Voyant d’un mauvais oeil l’emprise qu’a la musique sur son fils, le père souhaite le renvoyer en Europe afin qu’il y termine ses études. Jupiter fugue, vit deux ans dans la rue, trouvant refuge la nuit dans des maisons abandonnées. Quand les militaires finissent par lui mettre la main dessus, il est fouetté. Peine perdue. En 1983, se constitue autour de lui un premier ensemble, Famous Black, plutôt reggae funk. Puis vient Bongo Folk, et enfin Okwess, qui s’immerge dans l’immense réservoir des rythmes tribaux d’un pays comptant pas moins de 250 groupes ethniques. Bofenia, zebola, yanzi, mutuachi…

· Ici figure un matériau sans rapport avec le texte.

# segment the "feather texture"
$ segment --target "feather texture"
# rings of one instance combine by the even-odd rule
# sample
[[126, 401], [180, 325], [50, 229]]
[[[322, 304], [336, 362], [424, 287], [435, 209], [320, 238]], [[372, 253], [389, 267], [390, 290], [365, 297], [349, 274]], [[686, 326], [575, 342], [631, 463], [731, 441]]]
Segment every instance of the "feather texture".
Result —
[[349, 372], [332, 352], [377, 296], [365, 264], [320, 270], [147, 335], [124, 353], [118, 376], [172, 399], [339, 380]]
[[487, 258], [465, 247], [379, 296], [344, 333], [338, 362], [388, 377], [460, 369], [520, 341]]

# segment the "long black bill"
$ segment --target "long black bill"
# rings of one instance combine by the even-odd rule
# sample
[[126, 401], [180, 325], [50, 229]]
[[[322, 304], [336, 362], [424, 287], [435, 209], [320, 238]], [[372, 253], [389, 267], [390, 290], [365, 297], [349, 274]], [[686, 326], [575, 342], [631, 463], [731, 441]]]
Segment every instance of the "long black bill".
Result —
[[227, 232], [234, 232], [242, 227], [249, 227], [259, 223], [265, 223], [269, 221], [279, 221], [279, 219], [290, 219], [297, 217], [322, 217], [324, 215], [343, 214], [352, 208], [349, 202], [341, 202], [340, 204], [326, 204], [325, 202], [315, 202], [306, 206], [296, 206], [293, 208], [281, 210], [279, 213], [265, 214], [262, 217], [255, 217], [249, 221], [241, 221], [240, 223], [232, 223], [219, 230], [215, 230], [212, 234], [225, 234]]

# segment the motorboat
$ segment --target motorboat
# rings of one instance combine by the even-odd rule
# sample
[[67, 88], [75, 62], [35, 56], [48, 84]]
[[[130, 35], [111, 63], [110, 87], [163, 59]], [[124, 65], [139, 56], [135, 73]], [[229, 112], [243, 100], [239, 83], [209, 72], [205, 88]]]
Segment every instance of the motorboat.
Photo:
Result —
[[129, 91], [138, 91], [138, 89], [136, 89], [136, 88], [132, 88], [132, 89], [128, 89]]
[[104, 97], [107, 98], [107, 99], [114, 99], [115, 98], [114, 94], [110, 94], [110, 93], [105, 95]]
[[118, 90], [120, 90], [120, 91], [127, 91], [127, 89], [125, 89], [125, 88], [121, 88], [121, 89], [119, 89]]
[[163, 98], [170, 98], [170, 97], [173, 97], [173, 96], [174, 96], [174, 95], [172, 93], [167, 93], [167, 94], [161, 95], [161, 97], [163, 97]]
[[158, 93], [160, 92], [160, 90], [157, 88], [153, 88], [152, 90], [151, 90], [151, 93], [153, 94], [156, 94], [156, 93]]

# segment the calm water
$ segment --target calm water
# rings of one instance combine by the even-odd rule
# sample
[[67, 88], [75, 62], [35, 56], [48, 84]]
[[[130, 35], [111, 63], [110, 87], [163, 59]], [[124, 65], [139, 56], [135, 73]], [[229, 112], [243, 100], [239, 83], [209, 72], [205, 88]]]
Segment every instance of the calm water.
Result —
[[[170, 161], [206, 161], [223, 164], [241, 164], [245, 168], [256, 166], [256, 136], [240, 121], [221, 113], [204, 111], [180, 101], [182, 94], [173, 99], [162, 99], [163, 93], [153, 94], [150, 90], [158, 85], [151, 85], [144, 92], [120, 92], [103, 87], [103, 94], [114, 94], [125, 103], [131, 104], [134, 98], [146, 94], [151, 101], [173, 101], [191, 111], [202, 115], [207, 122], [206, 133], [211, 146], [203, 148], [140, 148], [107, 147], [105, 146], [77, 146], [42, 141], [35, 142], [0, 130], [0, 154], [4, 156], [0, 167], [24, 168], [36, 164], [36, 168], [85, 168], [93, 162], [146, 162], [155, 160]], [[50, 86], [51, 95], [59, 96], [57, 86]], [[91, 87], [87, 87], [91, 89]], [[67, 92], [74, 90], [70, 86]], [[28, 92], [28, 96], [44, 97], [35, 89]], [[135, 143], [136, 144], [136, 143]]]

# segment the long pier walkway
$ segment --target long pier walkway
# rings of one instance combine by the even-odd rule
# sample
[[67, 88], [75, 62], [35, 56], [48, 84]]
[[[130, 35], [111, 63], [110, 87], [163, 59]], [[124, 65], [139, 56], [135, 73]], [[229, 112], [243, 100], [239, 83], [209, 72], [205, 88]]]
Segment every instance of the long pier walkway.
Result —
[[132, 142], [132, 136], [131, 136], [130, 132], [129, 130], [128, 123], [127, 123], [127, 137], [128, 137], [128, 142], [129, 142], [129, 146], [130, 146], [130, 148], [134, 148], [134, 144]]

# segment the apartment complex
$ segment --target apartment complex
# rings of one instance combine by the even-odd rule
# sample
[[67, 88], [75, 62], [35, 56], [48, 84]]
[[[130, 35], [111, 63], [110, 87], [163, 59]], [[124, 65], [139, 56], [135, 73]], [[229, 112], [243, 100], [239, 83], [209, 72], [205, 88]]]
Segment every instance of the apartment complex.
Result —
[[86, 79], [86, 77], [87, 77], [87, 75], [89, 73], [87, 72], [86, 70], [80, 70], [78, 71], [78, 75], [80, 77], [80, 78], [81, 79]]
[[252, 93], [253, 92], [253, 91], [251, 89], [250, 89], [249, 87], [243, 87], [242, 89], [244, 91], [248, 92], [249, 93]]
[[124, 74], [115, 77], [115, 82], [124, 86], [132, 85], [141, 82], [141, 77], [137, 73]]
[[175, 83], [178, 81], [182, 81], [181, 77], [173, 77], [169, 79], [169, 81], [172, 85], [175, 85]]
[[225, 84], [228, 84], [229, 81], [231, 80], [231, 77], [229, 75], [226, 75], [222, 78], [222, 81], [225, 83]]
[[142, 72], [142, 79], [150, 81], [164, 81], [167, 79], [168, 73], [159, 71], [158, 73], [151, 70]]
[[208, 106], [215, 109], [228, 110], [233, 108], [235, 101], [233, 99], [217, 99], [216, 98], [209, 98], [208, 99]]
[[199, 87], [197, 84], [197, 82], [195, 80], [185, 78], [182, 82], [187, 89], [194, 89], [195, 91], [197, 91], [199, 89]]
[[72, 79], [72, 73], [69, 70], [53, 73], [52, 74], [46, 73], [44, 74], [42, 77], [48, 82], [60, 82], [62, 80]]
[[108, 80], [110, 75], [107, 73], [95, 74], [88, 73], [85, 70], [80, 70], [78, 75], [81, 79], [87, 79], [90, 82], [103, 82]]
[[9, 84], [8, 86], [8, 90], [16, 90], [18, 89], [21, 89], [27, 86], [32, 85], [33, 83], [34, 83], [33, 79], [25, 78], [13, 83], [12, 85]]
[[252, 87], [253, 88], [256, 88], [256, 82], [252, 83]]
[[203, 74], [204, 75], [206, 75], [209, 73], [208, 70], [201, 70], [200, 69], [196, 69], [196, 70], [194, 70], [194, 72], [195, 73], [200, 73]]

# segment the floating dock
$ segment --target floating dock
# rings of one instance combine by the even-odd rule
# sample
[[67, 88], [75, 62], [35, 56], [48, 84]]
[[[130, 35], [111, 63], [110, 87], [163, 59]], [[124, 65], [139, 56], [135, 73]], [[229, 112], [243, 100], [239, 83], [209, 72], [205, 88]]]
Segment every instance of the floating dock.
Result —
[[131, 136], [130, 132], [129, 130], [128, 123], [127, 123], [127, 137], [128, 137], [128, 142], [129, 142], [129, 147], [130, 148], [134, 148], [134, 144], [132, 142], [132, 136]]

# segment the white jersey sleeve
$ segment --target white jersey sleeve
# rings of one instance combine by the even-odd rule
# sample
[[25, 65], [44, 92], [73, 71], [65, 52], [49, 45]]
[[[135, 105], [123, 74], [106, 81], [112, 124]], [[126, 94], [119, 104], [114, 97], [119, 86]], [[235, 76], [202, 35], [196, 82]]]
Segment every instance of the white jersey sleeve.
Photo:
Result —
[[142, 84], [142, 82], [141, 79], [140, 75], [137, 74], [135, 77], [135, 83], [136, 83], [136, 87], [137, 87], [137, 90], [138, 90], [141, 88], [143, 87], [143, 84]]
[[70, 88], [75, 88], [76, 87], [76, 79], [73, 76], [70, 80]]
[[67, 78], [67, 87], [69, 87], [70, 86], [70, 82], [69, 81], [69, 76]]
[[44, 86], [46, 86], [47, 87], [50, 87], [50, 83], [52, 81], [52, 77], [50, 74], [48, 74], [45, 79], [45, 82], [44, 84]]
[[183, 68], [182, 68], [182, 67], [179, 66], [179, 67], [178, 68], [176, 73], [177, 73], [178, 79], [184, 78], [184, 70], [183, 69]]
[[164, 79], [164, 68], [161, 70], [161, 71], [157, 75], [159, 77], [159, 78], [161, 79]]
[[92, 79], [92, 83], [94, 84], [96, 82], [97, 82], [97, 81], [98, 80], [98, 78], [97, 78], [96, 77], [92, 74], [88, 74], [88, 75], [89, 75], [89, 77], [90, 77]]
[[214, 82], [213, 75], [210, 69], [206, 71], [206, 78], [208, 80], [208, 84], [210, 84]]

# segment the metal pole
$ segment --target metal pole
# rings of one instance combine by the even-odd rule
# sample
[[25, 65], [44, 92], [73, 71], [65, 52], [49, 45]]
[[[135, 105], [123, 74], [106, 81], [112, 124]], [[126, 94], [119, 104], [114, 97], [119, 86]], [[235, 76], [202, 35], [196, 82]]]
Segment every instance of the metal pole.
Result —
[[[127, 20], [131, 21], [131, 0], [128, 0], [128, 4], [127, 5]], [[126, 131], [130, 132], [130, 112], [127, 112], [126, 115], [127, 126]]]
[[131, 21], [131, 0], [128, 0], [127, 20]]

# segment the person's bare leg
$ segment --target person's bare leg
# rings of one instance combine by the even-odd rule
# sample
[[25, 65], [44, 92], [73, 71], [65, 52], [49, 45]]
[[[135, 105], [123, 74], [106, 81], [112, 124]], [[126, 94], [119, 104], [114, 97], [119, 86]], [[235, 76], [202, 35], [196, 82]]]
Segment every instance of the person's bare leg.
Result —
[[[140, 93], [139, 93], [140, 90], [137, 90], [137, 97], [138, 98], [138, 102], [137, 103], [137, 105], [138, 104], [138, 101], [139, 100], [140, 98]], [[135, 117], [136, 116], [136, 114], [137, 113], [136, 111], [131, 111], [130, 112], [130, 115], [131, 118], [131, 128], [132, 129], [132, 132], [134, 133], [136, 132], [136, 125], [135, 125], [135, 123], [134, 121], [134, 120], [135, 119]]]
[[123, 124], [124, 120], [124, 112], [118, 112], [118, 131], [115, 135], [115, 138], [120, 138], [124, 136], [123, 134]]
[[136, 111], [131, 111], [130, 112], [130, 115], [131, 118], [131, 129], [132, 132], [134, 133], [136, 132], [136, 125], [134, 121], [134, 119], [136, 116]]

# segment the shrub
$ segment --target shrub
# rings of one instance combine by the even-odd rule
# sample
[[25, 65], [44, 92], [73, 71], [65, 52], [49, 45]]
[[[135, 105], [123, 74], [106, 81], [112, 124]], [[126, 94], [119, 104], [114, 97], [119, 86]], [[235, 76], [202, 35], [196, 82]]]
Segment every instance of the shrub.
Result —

Okwess devient la centrifugeuse de traditions musicales que la rumba a totalement éclipsées. Mais aussi le miroir d’une diversité kinoise où se mélangent de nombreuses ethnies avec leurs langues. En soi, la formation propose déjà un aperçu du melting-pot propre à la capitale congolaise avec des Kasaïens, Bolias, Mongos, Yanzis. Okwess puise dans les ressources culturelles d’un territoire grand comme l’Europe mais témoigne aussi d’une réflexion sur son passé douloureux, son présent désastreux, son futur obstrué. Jupiter revient inlassablement, avec son inébranlable franchise, sur une même interrogation, perturbante, humiliante, thème de sa chanson Congo. “A l’époque de la colonisation, les gens étaient chicotés. On coupait la main de ceux qui ne ramenaient pas assez de latex (le lait de l’hévéa servant à la fabrication du caoutchouc – ndlr). Mais tout le monde faisait trois repas par jour. Aujourd’hui, cinquante ans après l’indépendance, on a de la chance quand on mange une fois par jour.”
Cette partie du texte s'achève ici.